The intent here is not to comment on the emotive aspects of Pathribal but readers need to possibly be aware why this case has come to be mired in so much controversy. Four events took place in quick succession in Mar and early Apr 2000. First, the unfortunate killing of 36 innocents at Chattisinghpura on night 19/20 Mar; second, the alleged encounter on 24 Mar in which five alleged terrorists were killed in a joint operation of 7 RR and JK Police and weapons allegedly recovered; third, the killing of seven protestors (protesting the alleged fake encounter) by the Police at Brakpura, near Anantnag on 2 Apr 2000; and finally the alleged fudging of the DNA samples and records taken for establishing the identity of those killed at Pathribal. The JK Police later denied its involvement in the joint operation and the CBI gave it a clean chit when it completed its investigation six years later. The Army’s stand all along was that it had been led into the operation by the Police and conducted it jointly. Public perception was accentuated by the quick series of events and the controversy only kept multiplying without any clarity at any stage.

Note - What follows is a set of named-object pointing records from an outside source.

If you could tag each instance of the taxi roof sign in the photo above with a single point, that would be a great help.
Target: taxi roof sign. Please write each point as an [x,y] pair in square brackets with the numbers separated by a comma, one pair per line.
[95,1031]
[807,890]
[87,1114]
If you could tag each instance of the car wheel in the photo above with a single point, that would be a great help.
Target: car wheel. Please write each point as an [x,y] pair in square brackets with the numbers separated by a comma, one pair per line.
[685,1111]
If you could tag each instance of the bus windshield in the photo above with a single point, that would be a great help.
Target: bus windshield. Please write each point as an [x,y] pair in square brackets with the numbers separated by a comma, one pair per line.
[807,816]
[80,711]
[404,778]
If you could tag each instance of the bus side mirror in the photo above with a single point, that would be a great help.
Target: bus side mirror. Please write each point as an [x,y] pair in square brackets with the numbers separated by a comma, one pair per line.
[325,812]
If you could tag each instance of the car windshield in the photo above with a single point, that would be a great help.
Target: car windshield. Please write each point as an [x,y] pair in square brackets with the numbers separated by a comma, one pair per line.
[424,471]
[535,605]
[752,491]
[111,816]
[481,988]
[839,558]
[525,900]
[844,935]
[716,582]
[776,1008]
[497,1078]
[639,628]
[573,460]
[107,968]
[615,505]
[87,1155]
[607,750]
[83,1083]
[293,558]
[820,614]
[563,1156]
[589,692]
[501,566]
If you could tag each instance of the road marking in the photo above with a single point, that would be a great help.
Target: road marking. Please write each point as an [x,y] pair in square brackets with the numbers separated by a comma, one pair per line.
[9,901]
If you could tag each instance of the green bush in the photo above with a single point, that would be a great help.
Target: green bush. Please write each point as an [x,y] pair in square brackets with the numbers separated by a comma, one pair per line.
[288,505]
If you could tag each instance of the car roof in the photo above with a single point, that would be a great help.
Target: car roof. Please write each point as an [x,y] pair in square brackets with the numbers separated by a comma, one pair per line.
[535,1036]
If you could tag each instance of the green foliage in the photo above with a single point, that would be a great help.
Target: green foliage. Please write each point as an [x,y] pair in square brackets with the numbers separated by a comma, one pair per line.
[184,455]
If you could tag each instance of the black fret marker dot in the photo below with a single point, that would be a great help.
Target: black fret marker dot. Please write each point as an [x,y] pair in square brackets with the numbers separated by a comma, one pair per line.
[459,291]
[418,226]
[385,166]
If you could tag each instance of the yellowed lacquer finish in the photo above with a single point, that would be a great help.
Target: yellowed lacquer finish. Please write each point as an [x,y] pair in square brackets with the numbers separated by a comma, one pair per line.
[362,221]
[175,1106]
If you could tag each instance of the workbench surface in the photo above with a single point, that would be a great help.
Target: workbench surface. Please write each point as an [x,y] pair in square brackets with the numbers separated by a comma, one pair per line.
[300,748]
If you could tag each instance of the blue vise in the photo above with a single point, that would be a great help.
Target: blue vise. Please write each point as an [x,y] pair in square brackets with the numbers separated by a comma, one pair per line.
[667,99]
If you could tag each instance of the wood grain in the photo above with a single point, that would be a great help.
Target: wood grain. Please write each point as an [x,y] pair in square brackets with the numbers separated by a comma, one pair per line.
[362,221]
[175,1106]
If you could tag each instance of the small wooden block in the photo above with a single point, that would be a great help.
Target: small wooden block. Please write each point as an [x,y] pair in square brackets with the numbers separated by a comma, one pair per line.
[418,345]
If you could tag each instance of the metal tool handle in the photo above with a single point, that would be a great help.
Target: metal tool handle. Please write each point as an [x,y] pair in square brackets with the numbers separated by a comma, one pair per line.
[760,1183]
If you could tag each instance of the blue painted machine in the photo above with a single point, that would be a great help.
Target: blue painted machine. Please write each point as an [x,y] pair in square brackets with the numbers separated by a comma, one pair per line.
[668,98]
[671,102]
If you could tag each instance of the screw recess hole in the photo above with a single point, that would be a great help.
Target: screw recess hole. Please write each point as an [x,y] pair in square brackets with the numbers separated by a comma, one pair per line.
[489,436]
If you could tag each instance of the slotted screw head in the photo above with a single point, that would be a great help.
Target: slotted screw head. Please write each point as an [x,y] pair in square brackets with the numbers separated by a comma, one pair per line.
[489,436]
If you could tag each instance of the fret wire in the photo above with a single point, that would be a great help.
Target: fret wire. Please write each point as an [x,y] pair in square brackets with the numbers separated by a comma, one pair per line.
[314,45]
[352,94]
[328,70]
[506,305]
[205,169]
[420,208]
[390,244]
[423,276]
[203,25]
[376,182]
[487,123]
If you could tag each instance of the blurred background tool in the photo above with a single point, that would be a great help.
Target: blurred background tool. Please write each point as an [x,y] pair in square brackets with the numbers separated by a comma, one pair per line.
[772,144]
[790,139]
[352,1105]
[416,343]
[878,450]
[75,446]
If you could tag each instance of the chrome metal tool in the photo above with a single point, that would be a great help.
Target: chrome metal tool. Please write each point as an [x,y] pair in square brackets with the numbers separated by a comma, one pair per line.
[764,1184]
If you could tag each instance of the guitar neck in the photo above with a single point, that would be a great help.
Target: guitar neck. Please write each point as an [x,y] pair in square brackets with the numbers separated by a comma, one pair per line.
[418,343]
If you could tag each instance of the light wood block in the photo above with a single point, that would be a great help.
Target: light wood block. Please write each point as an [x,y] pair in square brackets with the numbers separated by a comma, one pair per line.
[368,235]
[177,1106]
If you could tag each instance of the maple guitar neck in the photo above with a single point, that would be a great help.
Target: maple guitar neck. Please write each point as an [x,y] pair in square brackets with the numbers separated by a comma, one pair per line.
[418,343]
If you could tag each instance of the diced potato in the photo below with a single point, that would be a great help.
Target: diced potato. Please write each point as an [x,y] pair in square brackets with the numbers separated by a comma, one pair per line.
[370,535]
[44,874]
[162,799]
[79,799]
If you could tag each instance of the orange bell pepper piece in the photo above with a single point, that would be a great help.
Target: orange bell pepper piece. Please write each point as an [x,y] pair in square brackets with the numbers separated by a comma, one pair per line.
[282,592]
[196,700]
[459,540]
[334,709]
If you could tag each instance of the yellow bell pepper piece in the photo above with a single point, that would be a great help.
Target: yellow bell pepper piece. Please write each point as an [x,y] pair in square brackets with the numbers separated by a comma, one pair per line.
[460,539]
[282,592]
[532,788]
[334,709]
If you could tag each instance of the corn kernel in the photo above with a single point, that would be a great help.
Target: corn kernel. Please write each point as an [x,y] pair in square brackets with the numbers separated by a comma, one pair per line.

Finally, it has reached the current stage where the Army says that it has insufficient evidence to convene and proceed with a court martial. The CJM Srinagar has apparently asked for a detailed report on the analysis of evidence. What the future course will be is difficult to predict as legal luminaries will probably examine the aspects of dual jurisdiction and the scope for re-investigation. What is suffice to know at this juncture is that the decision of the Army not to proceed further with the case is probably based on legal advice and previous experience. It has nothing to do with personalities; the Army cannot afford to have its legal cases proceeded upon on the basis of personal interests and bias. That would be sacrilege for an institution known for fair play and transparency.